I’m kidding… although…
All of my ads are for dogs
What having a dog has done is added me to a large audience targeted by what would appear to be MANY companies. Of course the audience I’m talking about is pet owners. How did my dog do this? And how do these advertisers know I’ve invited a perfect furry angel into my home?
Retargeting is what happens when you’re browsing the web and suddenly you see advertising for items you just visited three sites ago. Sometimes it goes unnoticed because you are too busy looking for that perfect chew toy your dog won’t immediately devour. (Hint: It’s this snake. Enjoy those Chewy ads.) Other times it’s incredibly noticeable since you’re pretty confident you just left that site.
Once that cookie is in place, advertising networks can now place you into audience categories. In my case it’s people who have pets, and specifically dogs. They know this because I spent a lot of time on websites like Chewy trying to spoil my dog who I’ve only known for a few weeks but would lay down my life to defend.
Networks like Google can use your browser’s history to determine what sort of person you are. Do you have pets? Kids? Interested in watching the news? Depending on the sites you visit, you’ll start seeing ads related to those things — assuming the advertiser paired the correct target audience with the correct ad. According to my browsing history I should have a steady diet of 100% dog food, which has been duly noted by dozens of dog food manufacturers.
If you start seeing weird ads for items you wouldn’t necessarily use in your day-to-day life, maybe don’t mention it to other people.
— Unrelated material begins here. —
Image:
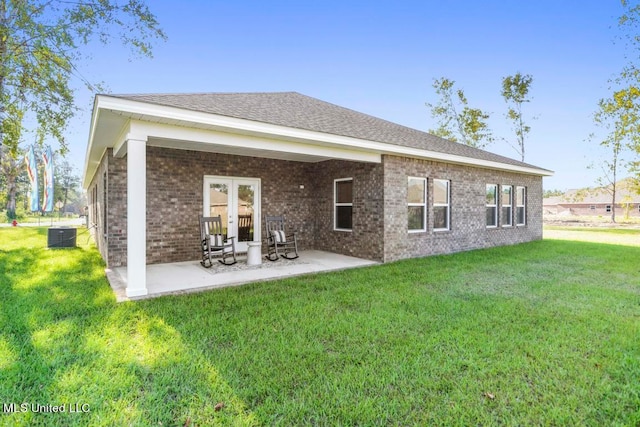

It’s likely Google thinks you’d be into those things and it’s probably based on sites you’ve visited. So mentioning it to your coworkers will just make them start questioning what it is you do in your personal time. And they will judge you.
Your computer and your phone are narcs; plain and simple. They’ll give up your location with the slightest of provocations, such as Google just asking where you are. For instance if the advertiser only serves a certain location or they are trying to break into a new market, they can choose locations like zip code, cities, or a radius around a location. Some ads can target down to a 4 foot by 4 foot square. Who could possibly need to target that small of a space?
Seeing as I spend my time either at home with my dog or out walking somewhere with my dog, I'm usually within a pretty limited geographic area. This allows all those dog-centric companies wanting to target the greater Akron area to serve me ads, and trust me, they do it a lot.
Why would my dog do this to me?
Turns out your internet activity directly results in you being fed advertising. And your internet activity is directly affected by what you do outside of the internet, like getting a dog.
But targeted advertising isn’t all bad. The data collected from your daily habits is used to serve more relevant ads. This way you are seeing products and services you are more likely to be interested in, rather than an onslaught of useless ads you would never in a million years click on. Now, this isn't to say that all data collection is good. Clearly a line can be crossed when data is used for malicious purposes, even in the context of advertising.
My dog is unaware that any of this has happened. She doesn’t use the internet. She hasn’t signed up for a Facebook account (I’m jealous). She doesn’t have a malicious bone in her body. She’s absolutely perfect and if you say otherwise I WILL END YOU. Although, maybe she is aware since she now has more new toys than I do. But I stuck a microchip under her skin so we'll call it even.